Han Lengqian frowned slightly, as if he was disgusted with my attitude of watching the fun.
Leng Moyi nervously grabbed the corner of her clothes. The once arrogant and domineering school beauty was now an innocent girl.
Han Lengqian just said "I understand" and left.
Leng Moyi instantly felt that she had hit the bottom. I know? What does it mean? Reject?
Her face turned a little pale, Leng Moyi gave a forced smile and said to Lan Ranyue, "Yueyue, don't you want to eat? Let's go."
Lan Ranyue also followed Leng Moyi uneasily. Alas, she blamed herself for talking too much. Lan Ranyue secretly scolded herself.
Seeing Leng Moyi's appearance, I felt distressed in my heart. I don't know why.
Ever since Ling Yifeng and I got together, Yueyi and Xiao Xi and I no longer play or live together often.
Strange yet familiar.
I took Ling Yifeng and left. The remaining four people looked at each other, not knowing what to do.
I was blowing the wind, and my long hair was floating in the air. The autumn wind was very refreshing, and the leaves had fallen to the ground, making a lot of sounds when I stepped on them.
Ling Yifeng was quietly behind and didn't speak. He felt that there seemed to be something abnormal about me like this.
Go to eat in silence, walk in silence, return to class in silence. And then... return home in silence.

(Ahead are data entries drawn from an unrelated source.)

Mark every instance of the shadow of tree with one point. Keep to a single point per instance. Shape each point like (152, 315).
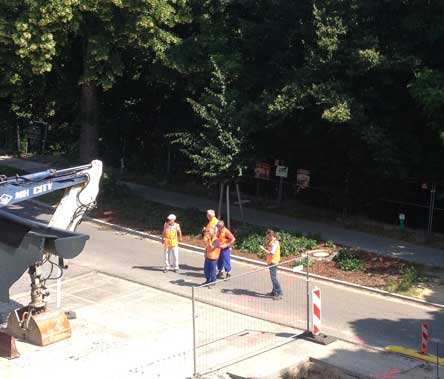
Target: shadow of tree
(240, 291)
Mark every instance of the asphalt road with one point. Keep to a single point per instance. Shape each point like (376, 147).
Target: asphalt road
(356, 316)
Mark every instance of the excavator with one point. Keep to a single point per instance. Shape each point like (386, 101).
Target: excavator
(27, 245)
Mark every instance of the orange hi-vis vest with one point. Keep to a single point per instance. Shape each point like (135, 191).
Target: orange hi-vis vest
(212, 252)
(211, 225)
(170, 235)
(221, 236)
(273, 259)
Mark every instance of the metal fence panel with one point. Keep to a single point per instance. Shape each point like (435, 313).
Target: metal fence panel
(252, 321)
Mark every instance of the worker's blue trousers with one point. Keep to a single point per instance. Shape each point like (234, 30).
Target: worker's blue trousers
(224, 260)
(210, 270)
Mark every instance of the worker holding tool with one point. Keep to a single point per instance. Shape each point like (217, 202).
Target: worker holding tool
(170, 238)
(226, 239)
(212, 251)
(273, 251)
(212, 221)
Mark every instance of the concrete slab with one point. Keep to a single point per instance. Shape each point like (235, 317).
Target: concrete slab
(125, 329)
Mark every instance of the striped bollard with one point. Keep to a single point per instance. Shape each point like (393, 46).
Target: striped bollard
(424, 337)
(316, 301)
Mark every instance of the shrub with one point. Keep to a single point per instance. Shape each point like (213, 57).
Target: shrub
(330, 244)
(314, 236)
(303, 262)
(250, 244)
(409, 276)
(348, 261)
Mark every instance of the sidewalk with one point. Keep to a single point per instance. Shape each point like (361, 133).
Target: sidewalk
(377, 244)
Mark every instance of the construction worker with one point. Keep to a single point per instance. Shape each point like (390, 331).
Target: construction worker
(273, 251)
(212, 252)
(226, 239)
(170, 237)
(212, 220)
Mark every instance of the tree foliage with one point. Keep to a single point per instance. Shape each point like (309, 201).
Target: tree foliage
(215, 147)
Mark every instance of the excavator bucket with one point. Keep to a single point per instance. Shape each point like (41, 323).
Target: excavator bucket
(23, 243)
(39, 329)
(7, 346)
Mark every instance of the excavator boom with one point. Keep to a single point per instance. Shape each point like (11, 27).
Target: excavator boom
(27, 245)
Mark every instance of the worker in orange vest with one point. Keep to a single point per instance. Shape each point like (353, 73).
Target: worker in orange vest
(212, 221)
(170, 238)
(212, 251)
(273, 251)
(226, 239)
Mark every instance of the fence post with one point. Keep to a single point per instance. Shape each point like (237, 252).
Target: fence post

When did you become speechless?
I laughed. Actually, have I changed? I should be, I have become more cold-blooded. Even though I still look innocent and harmless on the surface, in my heart, I am no longer the same.
I even thought about what would happen if everyone knew that I had lied to them?
What will happen after Lan Caijin knows Xiao Xi's identity?
What will happen to Shu Yiyu after he knows Yueyi's identity?
And what will happen to Ling Yifeng after she knows my identity?
Why did you want revenge at the beginning? Oh, because Park Sung Hye killed her mother? Then... I worked hard to become stronger. After I killed Park Sung Hye to pay for my mother's life, God made another joke on me. My mother did not die, she was fine.
To be her queen, I have suffered so much, so many injuries...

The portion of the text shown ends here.